Check completeness first
For Binance and OKX public snapshots on BTC, ETH and SOL, calculate expected observations, successful observations, gaps and longest outage. Do not compare averages when coverage is inadequate.
Preserve venue, contract, rate unit, observed time, fetched time, next settlement and source URL. Failed attempts remain separate and never overwrite the last successful snapshot.
Core metrics
Report median, mean, 10th and 90th percentile, maximum positive, minimum negative, positive/negative interval share and longest same-sign run for each market.
Median describes a typical state while quantiles and extremes reveal tails. A monthly mean can hide a few spikes among many near-zero intervals. Cross-venue differences require observations from aligned windows.
Report field specification
A monthly review that others can check needs its fields fixed in advance. The table lists what every market and venue should produce, and what question each field answers. A missing field is worse than an unflattering number, because the reader cannot judge how far the conclusion extends.
The first three rows are data-quality fields and belong above the statistics. When coverage is short, every average and percentile below them describes an incomplete sample and cannot carry a cross-venue comparison.
| Field | Question it answers |
|---|---|
| Expected vs successful observations | Is the sample complete |
| Longest continuous outage | Are gaps scattered or concentrated |
| Failed attempts and error types | Is the fault upstream or in the sync |
| Median | The typical state |
| Mean | The overall level once outliers count |
| 10th / 90th percentile | The bounds of the normal range |
| Largest positive / smallest negative | Tail strength |
| Share of positive intervals | Directional skew |
| Longest same-sign run | Whether the skew persists |
The step-by-step procedure
Write the review as a repeatable procedure rather than a one-off analysis. Run these seven steps in the same order each month, and when a step fails, stop there and record why instead of skipping ahead to a conclusion.
The constraint in step seven is the one most often dropped. The review describes observed data, not next month's expectation. The moment it starts saying 'will' or 'is expected to', it has become a forecast, and forecasts need an entirely different standard of validation.
- One: fix the data cut-off, and record generation time and formula version.
- Two: compute coverage per market and venue, marking anything below threshold as not comparable.
- Three: compute median, mean, 10th/90th percentiles and extremes separately.
- Four: count the share of positive and negative intervals and the longest same-sign run.
- Five: convert the median, the 90th percentile and the actual interval series into funding amounts on a fixed 10,000 USDT position.
- Six: list every official source URL with its check date.
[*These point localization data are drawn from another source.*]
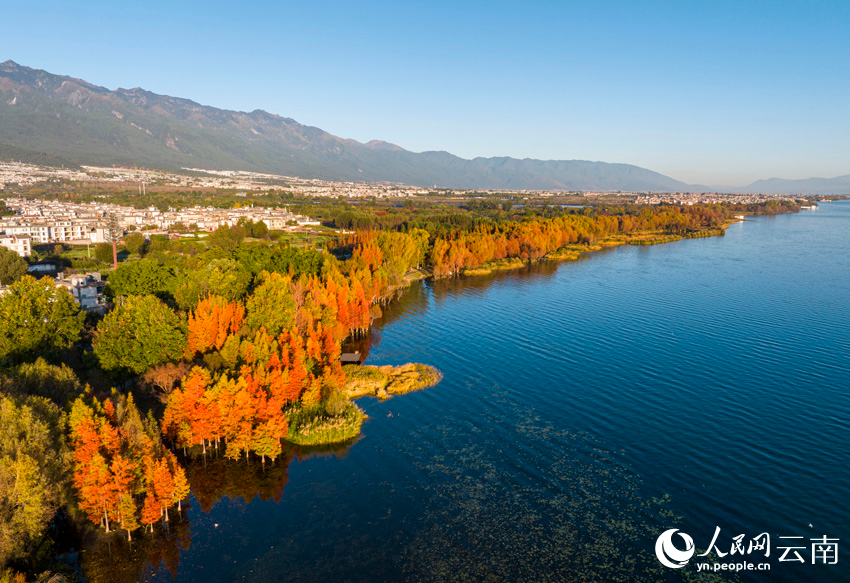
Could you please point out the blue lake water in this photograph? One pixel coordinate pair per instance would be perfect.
(586, 407)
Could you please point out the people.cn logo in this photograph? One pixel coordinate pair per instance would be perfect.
(667, 552)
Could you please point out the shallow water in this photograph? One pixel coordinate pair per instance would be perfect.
(585, 408)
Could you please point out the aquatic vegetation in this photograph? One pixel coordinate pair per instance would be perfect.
(318, 427)
(384, 381)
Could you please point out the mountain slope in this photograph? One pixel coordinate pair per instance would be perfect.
(87, 124)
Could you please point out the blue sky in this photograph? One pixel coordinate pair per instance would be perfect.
(705, 92)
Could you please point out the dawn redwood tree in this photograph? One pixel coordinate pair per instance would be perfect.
(33, 471)
(37, 318)
(139, 334)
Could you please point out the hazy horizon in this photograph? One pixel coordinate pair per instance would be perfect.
(714, 95)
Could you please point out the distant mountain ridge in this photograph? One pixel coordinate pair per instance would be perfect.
(83, 123)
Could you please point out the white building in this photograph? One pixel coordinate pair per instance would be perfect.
(20, 244)
(87, 289)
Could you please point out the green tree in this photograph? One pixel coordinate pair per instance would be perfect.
(34, 478)
(272, 304)
(103, 252)
(39, 378)
(219, 277)
(12, 266)
(228, 238)
(143, 277)
(135, 243)
(140, 333)
(260, 230)
(37, 318)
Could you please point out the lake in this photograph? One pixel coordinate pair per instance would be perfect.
(586, 407)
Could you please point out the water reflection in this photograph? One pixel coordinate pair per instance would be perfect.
(111, 558)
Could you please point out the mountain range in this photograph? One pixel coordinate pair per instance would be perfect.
(63, 118)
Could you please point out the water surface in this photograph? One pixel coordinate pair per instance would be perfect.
(585, 408)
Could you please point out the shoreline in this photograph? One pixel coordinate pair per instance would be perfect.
(384, 382)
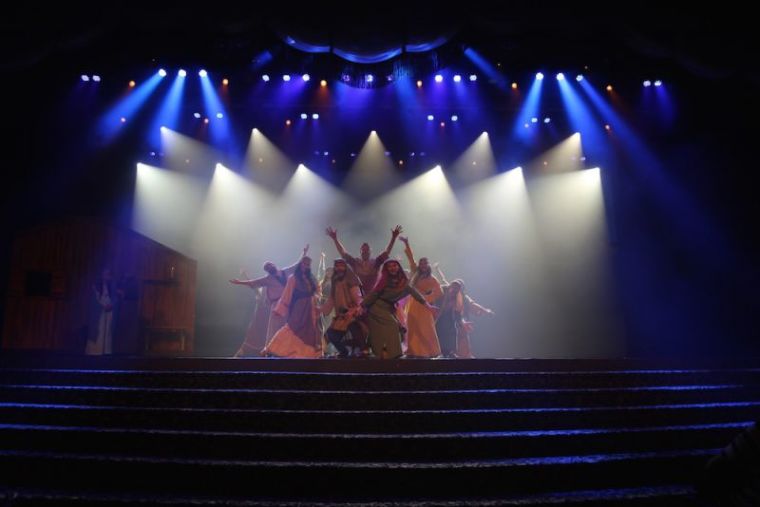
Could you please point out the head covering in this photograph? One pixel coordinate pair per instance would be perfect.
(386, 280)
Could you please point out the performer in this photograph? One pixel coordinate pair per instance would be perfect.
(300, 336)
(264, 323)
(421, 336)
(453, 324)
(365, 267)
(384, 327)
(345, 299)
(101, 342)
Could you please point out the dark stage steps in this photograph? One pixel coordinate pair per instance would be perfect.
(363, 432)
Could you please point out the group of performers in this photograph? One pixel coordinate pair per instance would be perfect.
(362, 307)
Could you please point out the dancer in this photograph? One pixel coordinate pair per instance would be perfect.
(384, 327)
(453, 325)
(365, 267)
(264, 323)
(345, 299)
(300, 336)
(421, 336)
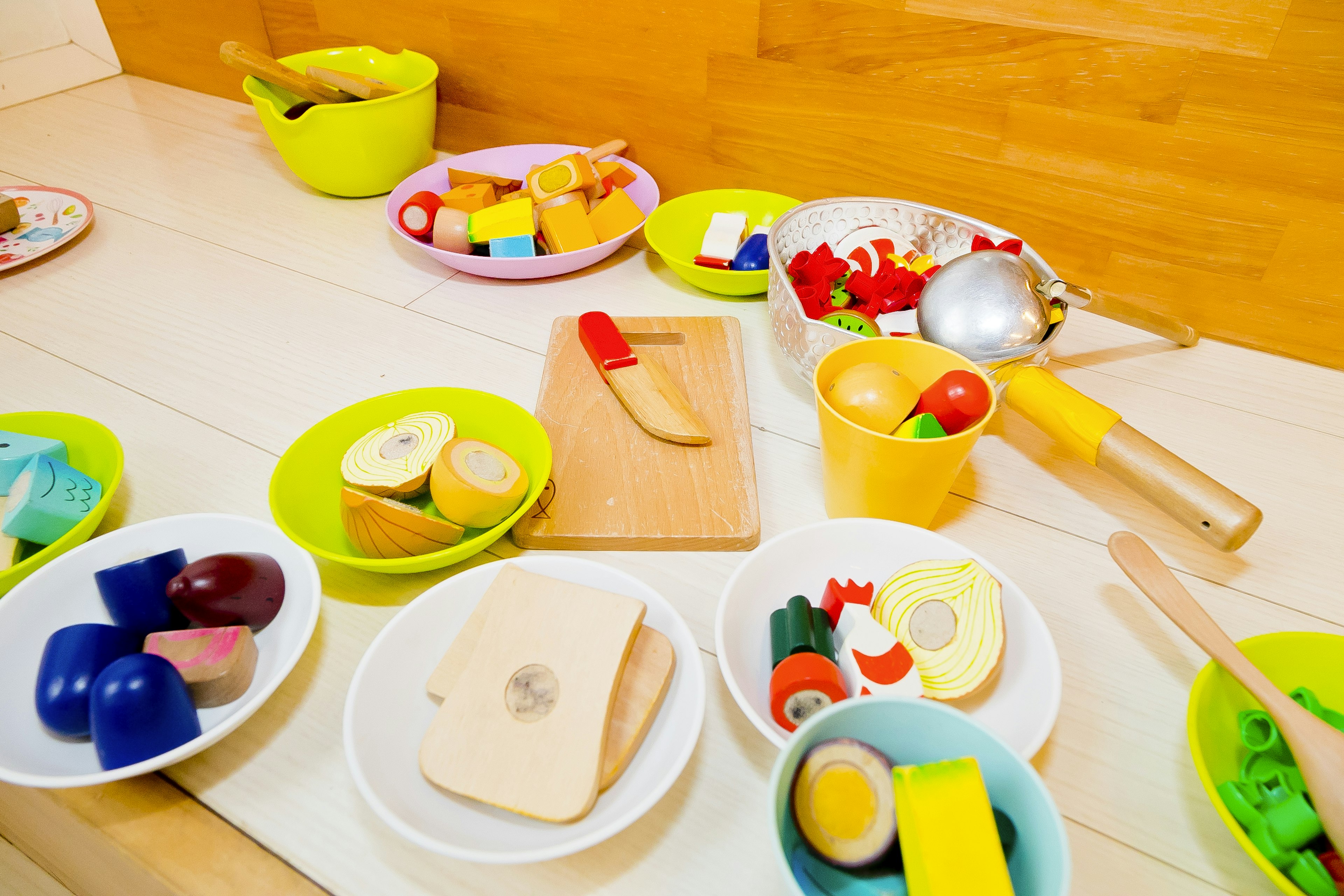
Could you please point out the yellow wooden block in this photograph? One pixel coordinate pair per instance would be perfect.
(503, 219)
(470, 198)
(566, 227)
(615, 216)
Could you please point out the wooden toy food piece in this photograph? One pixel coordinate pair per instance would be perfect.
(451, 230)
(949, 614)
(640, 383)
(46, 500)
(386, 528)
(502, 219)
(550, 656)
(470, 197)
(259, 65)
(949, 841)
(616, 216)
(566, 227)
(873, 396)
(417, 213)
(217, 664)
(136, 593)
(802, 686)
(393, 461)
(842, 803)
(70, 662)
(476, 484)
(362, 86)
(958, 399)
(921, 426)
(139, 708)
(230, 589)
(644, 684)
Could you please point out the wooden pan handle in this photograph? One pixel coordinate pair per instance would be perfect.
(1191, 498)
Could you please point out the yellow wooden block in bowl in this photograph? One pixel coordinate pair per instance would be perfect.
(566, 227)
(615, 216)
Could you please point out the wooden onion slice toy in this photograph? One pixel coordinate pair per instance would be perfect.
(1316, 746)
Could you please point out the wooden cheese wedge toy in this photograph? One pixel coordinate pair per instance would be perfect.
(217, 664)
(842, 803)
(525, 727)
(949, 614)
(394, 460)
(476, 484)
(386, 528)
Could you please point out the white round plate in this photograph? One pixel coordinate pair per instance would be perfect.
(64, 593)
(387, 714)
(1021, 705)
(49, 217)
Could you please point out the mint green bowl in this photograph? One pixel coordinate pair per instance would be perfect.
(94, 452)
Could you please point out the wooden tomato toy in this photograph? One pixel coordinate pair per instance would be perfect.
(230, 589)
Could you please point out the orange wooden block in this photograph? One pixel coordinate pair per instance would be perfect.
(217, 664)
(470, 197)
(615, 216)
(566, 227)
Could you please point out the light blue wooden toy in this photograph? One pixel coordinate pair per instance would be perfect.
(18, 449)
(512, 248)
(48, 499)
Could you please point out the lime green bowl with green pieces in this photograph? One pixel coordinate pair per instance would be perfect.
(677, 229)
(93, 450)
(307, 483)
(1291, 660)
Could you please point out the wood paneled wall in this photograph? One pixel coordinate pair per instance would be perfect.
(1187, 155)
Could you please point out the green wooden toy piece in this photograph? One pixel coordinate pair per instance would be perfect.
(48, 499)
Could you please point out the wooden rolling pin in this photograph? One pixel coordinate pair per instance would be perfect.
(1318, 747)
(1097, 434)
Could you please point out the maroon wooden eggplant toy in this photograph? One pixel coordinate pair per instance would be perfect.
(230, 589)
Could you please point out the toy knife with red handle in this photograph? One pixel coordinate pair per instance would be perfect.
(640, 383)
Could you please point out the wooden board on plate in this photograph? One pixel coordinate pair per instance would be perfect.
(616, 488)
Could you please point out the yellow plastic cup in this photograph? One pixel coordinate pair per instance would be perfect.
(358, 148)
(866, 473)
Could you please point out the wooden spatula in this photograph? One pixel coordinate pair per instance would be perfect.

- Seven: describe only observed data, publish no directional forecast, and link back to the funding calculator so readers can recompute on their own position.
Convert observations to holding scenarios
For a fixed 10,000 USDT position, convert the monthly median, 90th percentile and actual interval series into funding cost. The series is closest to a historical ledger; fixed quantiles support stress testing.
State direction clearly: positive funding means longs pay and shorts receive, with the reverse for negative. When frequency changes, count actual intervals instead of assuming three per day.
Publication rules
Attach data cutoff, generation time, gap notes, formula version and official sources. If either venue lacks sufficient coverage, retain the data but withhold a comparative conclusion.
Describe observed data only; do not claim next month will rise or a token is best to long. Link back to the calculator so readers can apply their own position.
Official sources and calculation boundary
OKX's funding FAQ defines what the report is counting. This article offers a method rather than a conclusion. The thing most worth checking is therefore not any single figure, but whether your own sample coverage can carry a comparison at all.
Next checks in this series
Funding rates
Long funding cost over three intervals, seven days and thirty days
Reproducible scenario guide
Funding rates
Who pays when perpetual funding is negative: longs or shorts?
Reproducible scenario guide
Liquidation and margin risk
BTC at 5x, 10x, 20x and 50x: how liquidation risk changes
Reproducible scenario guide
Frequently asked questions
Why not rank annualized funding?
Annualization magnifies a short snapshot and assumes persistence. The monthly report prioritizes the actual interval distribution.
Can the monthly average predict next month?
No. It only describes the observed window; market structure and settlement rules can change.
Why emphasise the median over the mean?
Because funding distributions are usually spiky. A handful of extreme intervals can lift a monthly mean while most of the period sits close to zero. The median describes the typical state and the mean describes the level once tails count; both are needed. Reporting only a mean invites readers to misjudge ordinary holding cost.
How much coverage is enough for a cross-venue comparison?
There is no universal threshold, but it should be defined and published in advance. The point is to fix it before seeing the results, otherwise it becomes sample selection. Below the threshold, keep the data, mark it not comparable, and draw no conclusion — which is far more honest than adjusting the threshold afterwards.